7 takeaways from the 40 Percent Plan 'Great Debate'

Editorial pages editor Scott Briggs moderated a debate between (pictured left to right) seniors Daniel Strunk and Ajeet Hansra versus junior Joyce Lau and senior Stefani Jones.
Editorial pages editor Scott Briggs moderated a debate between (pictured left to right) seniors Daniel Strunk and Ajeet Hansra versus junior Joyce Lau and senior Stefani Jones.

Supporters and critics of the 40 Percent Plan came together Thursday night to debate the amendment, which will be on the Duke Student Government election ballot Tuesday, March 4. On the affirmative were the plan's architects seniors Daniel Strunk and Ajeet Hansra. On the negative were DSG President Stefani Jones, a senior, and Student Organization Finance Committee Chair Joyce Lau, a junior. Senior Scott Briggs, editorial pages editor for The Chronicle, moderated. For those who couldn't make it, The Chronicle has hashed out some of the main disputes that came up in the "Great Debate."
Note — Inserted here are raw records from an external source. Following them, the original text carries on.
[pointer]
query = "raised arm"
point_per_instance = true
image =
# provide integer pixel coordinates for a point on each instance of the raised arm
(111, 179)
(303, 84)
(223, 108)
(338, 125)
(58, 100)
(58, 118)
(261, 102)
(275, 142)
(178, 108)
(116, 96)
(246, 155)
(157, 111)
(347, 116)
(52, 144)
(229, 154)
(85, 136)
1) Campaigning v. Informing

If the 40 Percent Plan passes, students would have to be persuaded that certain student groups are more deserving of their funding allocation than others. Hansra and Strunk called this process “informing” and said student groups may email or talk to students to inform them of the opportunities that come from joining a group or why that group should be funded. Jones and Lau called the process “campaigning” and said groups will have to spend time convincing students that they are worthy of the student allocation instead of spending their fulfilling their missions.

2) Would the plan pit groups against each other?

At the heart of the 40 Percent Plan is the idea that groups would have to compete against each other in order to secure students’ funding allocations. This may lead to winners and losers, but would be more efficient, Hansra and Strunk said. But Jones and Lau said student groups should have equal opportunities for success and for securing funding, which the 40 Percent Plan would not allow.

3) Both sides agree SOFC needs help—is 40 Percent the way to fix it?

Hansra and Strunk argued that the SOFC’s current process is flawed because the students on it do not represent the diversity of the student body. They also listed peer universities’ funding processes, pointing out that they are more comprehensive and representative than SOFC. Jones and Lau refuted these points and added that even if SOFC has problems, the 40 Percent Plan is not the right way to address them—instead SOFC itself could be reformed.

4) Is this a too-costly experiment?

Strunk and Hansra said that at first, the plan will be implemented in a year-long experiment or beta-phase. If in the end, it does not work, the law can be repealed. Jones and Lau argued that it is a costly experiment because it requires significant infrastructure and would subject an entire year of activities’ fees to the 40 Percent Plan. They said if Strunk and Hansra view it as an experiment, student allocation should start on a smaller scale.

5) Most candidates support something—but not necessarily the 40 Percent Plan

Those for and against the 40 Percent Plan said they have the support of the majority of the candidates for the upcoming DSG elections. Strunk and Hansra argued that nearly every candidate has come out in favor of some sort of student allocation plan. But Jones and Lau said that even though this may be true, only one candidate supports the 40 Percent Plan specifically—many support lower levels of student allocation.

6) Are we voting on more than what's in the 127-word amendment?

Although methods for implementation were a major part of the debate, Jones and Lau pointed out that these details are not part of the 127-word amendment that will be on the ballot. Strunk and Hansra agreed that there are still many details to work out in terms of structure, but they left the amendment open so SOFC leaders can figure out how to best implement it. Additionally, they say they will not disappear after the vote—they will work with incoming leaders to make the plan happen if it passes.

7) Neither side thinks The Chanticleer matters—at least not much

The student yearbook came up frequently as the poster child for inappropriately funded student groups. Strunk said The Chanticleer “does no good for our campus and no one reads it,” so it is not deserving of the around $100,000 it usually gets. But Jones and Lau retaliated, saying SOFC recognized that the yearbook is no longer a major part of the student experience and suggested last year that it should receive $0. (Later, DSG awarded them funding with a $30,000 cut.)